Allongés sur le dos, côte à côte, au repos après d'intenses fééries corporelles. Il est tard. Très tard.
Elle - Quand tu auras apaisé tes angoisses, peut-être voudras-tu un enfant.
Moi - Je ne sais pas.
Elle - Je me dis que tu le savais quand tu m'as rencontré, l'âge que j'ai, où j'en suis sur ça.
Moi - Oui, je savais, mais je n'ai guère réfléchi. J'ai laissé parler mon coeur.

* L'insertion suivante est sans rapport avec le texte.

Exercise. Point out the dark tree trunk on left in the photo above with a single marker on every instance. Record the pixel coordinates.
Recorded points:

Est alors survenue une larme silencieuse. Puis une deuxième, sur l'autre oeil. Puis quelques autres larmes, toutes aussi silencieuses. Dans ma tête, mille choses. Des ventres ronds, ceux que j'ai pas produits, ceux que les autres ont produit là où je voulais le faire, la frustration, la douleur de n'avoir été père qu'une fois, la frustration, la douleur, de se dire qu'il est raisonnable de ne plus lancer de travaux en ce domaine, tant l'entreprise est éprouvante et tant elle dépasse, probablement, mes capacités. La frustration, la douleur de n'avoir pas compris ce qui m'arrivait. L'aventure des femmes. La douleur d'un viol de soi par un autre, à travers une femme qu'on a tant aimée. Et qu'il ne fallait pas accompagner vers la maternité (tabula rasa, n'est-ce pas, Ubu?).
Moi - Je pleure.
D'abord, c'est le silence et le calme dans un corps qui n'a pas encore été submergé. Qui ne s'attend à rien. Qui pense qu'on va passer à autre chose. Puis mon corps se met à remuer. La poitrine enfle, se désemplit, enfle, se désemplit. Elle est peu à peu parcourue de soubresauts. De tremblements. Les larmes accélèrent leur chute.
Moi - Je me rappelle mon grand-père, qui a perdu son unique fils, d'une morsure de serpent, très jeune. Et qui m'a parlé de ça quand A. a été malade. Il disait "Ce sont ceux qui en veulent le plus [des enfants] qui n'en ont pas". Il était au bord des larmes. Il était sans doute ému et jaloux, à la fois, que nous disposions d'un traitement pour la grave maladie d'A., lui qui avait été impuissant face à l'erreur médicale qui a précipité le destin de son enfant.
Elle - Tu penses à la maladie d'A. ?
Moi - Je ne sais pas.
Cette fois, la pleuraison est partie. Les tremblements sont devenus des hoquets. Les larmes devenues des rivières. Je pleure abondamment, comme un bébé, comme un orage d'été. Je pleure. Elle me prend dans ses bras.
Moi - Je ne sais pas ce qui m'arrive.
Elle - Ce n'est rien. Ce n'est rien.
Je pleure dix minutes ainsi, parcouru de hoquets. Les larmes ont atteint ses épaules. Je suis totalement abandonné à elle, qui ne comprend sans doute pas tout, mais avec qui je peux être moi-même, et qui m'accepte tel que je suis.
Ensuite, le soulagement. Je n'ai pas de mots pour décrire, pour expliquer mon émotion. Elle ne m'en demande pas. Nous parlons encore, d'autres choses, puis le sommeil vient. Il est tard. Très tard.